MAD-DAG: Protecting Blockchain Consensus from MEV

TL;DR

MAD-DAG is a novel blockchain protocol designed to resist selfish mining attacks under adverse conditions like MEV and network delays, improving security thresholds over existing protocols.

Contribution

This paper introduces MAD-DAG, the first practical DAG-based blockchain protocol that counters selfish mining under adverse conditions, with a new ledger function and a tractable selfish mining model.

Findings

MAD-DAG withstands adverse conditions where Colordag and Bitcoin fail.

Security threshold for MAD-DAG ranges from 11% to 31%.

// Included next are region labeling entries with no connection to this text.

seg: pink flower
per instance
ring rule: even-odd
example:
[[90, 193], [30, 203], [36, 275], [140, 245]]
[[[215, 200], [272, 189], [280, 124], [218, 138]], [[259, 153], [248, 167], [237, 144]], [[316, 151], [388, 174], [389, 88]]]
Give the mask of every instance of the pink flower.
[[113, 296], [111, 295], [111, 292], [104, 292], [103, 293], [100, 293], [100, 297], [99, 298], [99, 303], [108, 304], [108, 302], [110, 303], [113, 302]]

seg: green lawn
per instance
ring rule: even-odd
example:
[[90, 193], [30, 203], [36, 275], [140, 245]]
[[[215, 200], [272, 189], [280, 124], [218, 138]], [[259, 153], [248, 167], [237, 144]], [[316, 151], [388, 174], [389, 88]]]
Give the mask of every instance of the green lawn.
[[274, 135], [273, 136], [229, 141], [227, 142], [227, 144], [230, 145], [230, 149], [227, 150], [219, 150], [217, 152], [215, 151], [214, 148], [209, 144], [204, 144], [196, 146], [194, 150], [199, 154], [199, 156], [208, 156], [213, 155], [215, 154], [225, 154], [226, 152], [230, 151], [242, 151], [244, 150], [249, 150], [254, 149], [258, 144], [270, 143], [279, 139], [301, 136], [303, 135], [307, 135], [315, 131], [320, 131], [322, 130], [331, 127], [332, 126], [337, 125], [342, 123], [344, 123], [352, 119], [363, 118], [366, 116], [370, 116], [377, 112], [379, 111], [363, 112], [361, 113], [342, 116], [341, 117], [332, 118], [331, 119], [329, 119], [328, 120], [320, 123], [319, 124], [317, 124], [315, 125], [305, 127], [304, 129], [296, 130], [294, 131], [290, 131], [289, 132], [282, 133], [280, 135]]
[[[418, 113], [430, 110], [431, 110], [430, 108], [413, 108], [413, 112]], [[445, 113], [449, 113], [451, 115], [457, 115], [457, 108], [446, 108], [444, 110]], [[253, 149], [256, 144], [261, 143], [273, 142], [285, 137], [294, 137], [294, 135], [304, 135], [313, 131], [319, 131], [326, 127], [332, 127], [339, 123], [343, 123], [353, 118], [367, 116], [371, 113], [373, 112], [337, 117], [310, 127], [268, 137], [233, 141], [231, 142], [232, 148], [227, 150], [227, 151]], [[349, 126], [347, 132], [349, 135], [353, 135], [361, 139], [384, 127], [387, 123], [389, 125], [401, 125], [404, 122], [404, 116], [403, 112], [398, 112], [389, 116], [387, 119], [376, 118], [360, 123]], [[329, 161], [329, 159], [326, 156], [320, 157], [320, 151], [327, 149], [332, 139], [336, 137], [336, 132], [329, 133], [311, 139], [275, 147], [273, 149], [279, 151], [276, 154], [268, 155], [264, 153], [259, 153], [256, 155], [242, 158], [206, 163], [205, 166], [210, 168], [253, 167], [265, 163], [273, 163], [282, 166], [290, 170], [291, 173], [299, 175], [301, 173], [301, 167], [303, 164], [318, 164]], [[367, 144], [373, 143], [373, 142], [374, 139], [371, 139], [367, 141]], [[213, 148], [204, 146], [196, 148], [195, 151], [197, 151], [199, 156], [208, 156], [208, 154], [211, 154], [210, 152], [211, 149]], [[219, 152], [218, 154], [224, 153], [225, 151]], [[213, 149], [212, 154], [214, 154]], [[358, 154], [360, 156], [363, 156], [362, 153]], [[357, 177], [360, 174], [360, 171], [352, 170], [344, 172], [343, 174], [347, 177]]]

Colordag and Bitcoin have a 0% security threshold under similar conditions.

Abstract

Blockchain security is threatened by selfish mining, where a miner (operator) deviates from the protocol to increase their revenue. Selfish mining is exacerbated by adverse conditions: rushing (network propagation advantage for the selfish miner), varying block rewards due to block contents, called miner extractable value (MEV), and petty-compliant miners who accept bribes from the selfish miner. The state-of-the-art selfish-mining-resistant blockchain protocol, Colordag, does not treat these adverse conditions and was proven secure only when its latency is impractically high. We present MAD-DAG, Mutually-Assured-Destruction Directed-Acyclic-Graph, the first practical protocol to counter selfish mining under adverse conditions. MAD-DAG achieves this thanks to its novel ledger function, which discards the contents of equal-length chains competing to be the longest. We analyze selfish mining in both Colordag and MAD-DAG by modeling a rational miner using a Markov Decision Process (MDP). We obtain a tractable model for both by developing conservative reward rules that favor the selfish miner to yield an upper bound on selfish mining revenue. To the best of our knowledge, this is the first tractable model of selfish mining in a practical DAG-based blockchain. This enables us to obtain a lower bound on the security threshold, the minimum fraction of computational power a miner needs in order to profit from selfish mining. MAD-DAG withstands adverse conditions under which Colordag and Bitcoin fail, while otherwise maintaining comparable security. For example, with petty-compliant miners and high levels of block reward variability, MAD-DAG's security threshold ranges from 11% to 31%, whereas both Colordag and Bitcoin achieve 0% for all levels.